The base color of an egg is either white or blue. That's controlled by genetics at one specific gene pair. Blue is dominant so if just one of the two genes at that gene pair is Blue the base color is blue. If the hen has a blue egg gene she pulls pigment from the bile to color that eggshell blue for the full thickness. If she does not have a blue eggshell gene the entire eggshell thickness is white. It is not that she is coloring it white, she is not adding any pigment. The eggshell is made of calcium and calcium is white.
Brown or Green is just brown pigment added to the outside of the eggshell in the last half-hour or so the egg is in the shell gland. That's why the inside of the shell is either blue or white, the brown pigment doesn't get down that deep. You can scrape that brown or green off with sandpaper or even rubbing it with your thumb if you are firm.
@Chubbicthe2nd You are looking at them. Are those grey eggs the same color all the way through the shell or just on the outside? My guess is that they are the same and something has happened to that hen to stop her from extracting the blue color from the bile. I've never heard of that happening, I don't know why it would.
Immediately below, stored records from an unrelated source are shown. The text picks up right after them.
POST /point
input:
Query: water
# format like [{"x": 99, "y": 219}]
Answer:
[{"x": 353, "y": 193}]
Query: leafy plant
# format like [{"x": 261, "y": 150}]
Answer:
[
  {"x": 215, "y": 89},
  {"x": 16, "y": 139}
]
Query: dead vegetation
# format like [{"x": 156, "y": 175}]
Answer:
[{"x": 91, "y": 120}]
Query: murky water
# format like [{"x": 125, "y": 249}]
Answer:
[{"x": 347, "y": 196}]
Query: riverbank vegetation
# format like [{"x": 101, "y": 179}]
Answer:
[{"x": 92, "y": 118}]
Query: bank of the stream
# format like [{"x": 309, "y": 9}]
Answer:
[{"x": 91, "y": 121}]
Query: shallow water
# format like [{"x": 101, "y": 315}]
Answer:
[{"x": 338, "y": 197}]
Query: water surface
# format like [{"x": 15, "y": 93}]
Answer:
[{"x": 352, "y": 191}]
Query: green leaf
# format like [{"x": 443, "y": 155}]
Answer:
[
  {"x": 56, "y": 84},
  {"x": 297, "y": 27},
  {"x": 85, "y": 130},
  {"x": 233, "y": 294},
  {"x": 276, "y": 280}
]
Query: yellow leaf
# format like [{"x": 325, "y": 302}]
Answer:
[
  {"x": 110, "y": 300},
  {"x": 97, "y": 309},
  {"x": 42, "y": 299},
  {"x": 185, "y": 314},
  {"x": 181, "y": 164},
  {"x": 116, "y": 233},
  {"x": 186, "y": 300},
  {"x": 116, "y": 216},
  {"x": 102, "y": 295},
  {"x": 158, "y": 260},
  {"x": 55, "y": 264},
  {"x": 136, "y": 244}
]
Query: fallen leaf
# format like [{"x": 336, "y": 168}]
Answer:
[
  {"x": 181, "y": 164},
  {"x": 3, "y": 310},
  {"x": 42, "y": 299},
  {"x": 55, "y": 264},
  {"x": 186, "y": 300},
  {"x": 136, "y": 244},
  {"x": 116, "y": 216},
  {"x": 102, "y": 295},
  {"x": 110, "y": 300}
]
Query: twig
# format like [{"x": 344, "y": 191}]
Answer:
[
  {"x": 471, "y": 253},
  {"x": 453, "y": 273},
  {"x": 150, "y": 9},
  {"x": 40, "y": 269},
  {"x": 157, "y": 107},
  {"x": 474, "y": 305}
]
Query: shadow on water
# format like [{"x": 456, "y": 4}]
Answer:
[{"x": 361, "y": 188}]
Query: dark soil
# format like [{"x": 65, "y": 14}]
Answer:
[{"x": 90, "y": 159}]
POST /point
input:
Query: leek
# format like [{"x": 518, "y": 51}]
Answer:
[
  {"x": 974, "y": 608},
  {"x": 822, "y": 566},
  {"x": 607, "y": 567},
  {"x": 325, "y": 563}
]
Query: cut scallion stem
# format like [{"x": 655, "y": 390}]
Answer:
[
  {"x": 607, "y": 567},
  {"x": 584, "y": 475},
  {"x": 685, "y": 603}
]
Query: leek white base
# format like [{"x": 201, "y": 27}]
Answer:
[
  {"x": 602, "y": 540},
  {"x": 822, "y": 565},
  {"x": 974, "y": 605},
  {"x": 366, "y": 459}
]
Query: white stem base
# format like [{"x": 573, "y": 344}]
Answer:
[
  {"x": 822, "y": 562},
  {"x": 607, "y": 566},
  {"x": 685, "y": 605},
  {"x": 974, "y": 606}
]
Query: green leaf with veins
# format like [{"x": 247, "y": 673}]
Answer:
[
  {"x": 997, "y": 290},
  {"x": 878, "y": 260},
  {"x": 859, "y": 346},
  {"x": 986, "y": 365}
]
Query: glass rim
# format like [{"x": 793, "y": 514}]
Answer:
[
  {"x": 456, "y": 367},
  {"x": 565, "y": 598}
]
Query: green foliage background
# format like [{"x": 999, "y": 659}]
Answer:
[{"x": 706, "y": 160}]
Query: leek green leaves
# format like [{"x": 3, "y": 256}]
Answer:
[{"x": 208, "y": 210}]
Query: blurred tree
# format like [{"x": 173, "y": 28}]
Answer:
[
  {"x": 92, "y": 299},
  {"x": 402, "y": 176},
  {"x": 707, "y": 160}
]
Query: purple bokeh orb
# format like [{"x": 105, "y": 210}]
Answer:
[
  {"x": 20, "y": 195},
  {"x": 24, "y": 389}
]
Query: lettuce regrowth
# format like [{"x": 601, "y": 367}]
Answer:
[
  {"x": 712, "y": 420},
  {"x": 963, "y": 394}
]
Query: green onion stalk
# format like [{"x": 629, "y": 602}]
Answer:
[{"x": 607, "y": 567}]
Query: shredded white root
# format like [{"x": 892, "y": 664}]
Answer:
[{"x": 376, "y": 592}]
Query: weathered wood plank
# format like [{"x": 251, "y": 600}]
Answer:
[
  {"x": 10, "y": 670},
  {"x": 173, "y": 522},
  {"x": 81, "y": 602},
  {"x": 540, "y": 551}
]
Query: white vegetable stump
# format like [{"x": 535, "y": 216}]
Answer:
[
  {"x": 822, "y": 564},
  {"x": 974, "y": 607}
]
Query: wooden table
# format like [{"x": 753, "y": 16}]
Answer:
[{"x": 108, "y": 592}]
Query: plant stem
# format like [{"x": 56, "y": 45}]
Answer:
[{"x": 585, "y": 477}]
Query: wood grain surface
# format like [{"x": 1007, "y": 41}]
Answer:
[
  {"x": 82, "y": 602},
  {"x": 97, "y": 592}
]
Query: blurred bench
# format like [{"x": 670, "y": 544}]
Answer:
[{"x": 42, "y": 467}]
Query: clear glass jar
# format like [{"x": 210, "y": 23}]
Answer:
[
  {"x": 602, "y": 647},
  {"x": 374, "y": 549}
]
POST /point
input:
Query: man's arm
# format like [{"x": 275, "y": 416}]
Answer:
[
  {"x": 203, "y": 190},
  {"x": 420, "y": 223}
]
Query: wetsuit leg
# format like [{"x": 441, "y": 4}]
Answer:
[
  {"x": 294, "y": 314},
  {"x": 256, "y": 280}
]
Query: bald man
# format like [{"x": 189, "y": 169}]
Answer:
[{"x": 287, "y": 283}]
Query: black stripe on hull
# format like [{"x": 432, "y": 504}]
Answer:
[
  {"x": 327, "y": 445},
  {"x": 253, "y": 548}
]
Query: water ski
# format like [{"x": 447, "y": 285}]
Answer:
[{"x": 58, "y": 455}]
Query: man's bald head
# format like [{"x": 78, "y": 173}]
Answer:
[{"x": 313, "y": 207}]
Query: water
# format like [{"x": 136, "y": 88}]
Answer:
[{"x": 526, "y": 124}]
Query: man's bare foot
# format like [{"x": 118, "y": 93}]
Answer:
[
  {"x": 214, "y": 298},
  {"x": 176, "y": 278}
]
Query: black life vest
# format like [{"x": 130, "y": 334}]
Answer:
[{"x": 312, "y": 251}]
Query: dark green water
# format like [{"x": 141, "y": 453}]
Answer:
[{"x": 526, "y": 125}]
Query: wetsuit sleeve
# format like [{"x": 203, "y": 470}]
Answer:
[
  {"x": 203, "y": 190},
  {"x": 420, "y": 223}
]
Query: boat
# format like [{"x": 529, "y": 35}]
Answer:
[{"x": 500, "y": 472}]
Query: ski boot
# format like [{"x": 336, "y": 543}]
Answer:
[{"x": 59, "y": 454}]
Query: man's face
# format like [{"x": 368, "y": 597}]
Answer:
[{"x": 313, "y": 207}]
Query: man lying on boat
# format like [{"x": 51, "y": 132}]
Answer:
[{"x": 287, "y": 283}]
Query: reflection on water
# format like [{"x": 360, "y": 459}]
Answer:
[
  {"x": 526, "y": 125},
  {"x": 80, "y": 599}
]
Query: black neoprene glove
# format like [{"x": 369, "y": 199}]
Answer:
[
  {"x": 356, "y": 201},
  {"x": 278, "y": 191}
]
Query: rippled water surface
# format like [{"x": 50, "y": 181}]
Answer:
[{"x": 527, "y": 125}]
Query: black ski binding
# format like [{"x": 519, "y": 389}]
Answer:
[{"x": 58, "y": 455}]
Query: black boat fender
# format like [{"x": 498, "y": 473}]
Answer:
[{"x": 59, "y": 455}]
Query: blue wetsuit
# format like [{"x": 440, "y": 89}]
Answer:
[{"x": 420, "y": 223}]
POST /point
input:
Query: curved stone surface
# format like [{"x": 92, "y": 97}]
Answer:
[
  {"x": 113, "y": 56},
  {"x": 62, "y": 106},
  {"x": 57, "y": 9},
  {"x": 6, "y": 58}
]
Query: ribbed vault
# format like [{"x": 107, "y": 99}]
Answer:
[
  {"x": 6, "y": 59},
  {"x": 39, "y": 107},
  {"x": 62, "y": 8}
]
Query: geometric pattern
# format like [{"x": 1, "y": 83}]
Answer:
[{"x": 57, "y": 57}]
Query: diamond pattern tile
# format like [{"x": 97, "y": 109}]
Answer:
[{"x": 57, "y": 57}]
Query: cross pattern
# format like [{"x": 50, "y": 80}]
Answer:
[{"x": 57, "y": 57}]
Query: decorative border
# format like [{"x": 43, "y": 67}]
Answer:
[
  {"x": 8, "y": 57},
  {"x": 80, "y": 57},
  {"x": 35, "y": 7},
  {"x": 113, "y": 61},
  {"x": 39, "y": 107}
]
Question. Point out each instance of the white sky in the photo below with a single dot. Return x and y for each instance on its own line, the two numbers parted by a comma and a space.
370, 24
Yes, they can change shade over time as far as that brown pigment goes. That is normal. That brown goes on at the end of laying process in the shell gland. If something happens so the egg is laid a little early all the brown may not go on so what is normally a dark brown egg looks pretty light or even white. What would be a normally dark green egg can come out bright green or even blue.
It is pretty common with my chickens that the first eggs laid after a molt are pretty dark. (Either dark brown or dark green.) But as the year goes on those eggs gradually become lighter. This is established hens, not just new layers. The amount of brown going on the outside of the eggshell lessens.
Some changes of shade of the color are pretty normal. But they don't go from base blue to base white.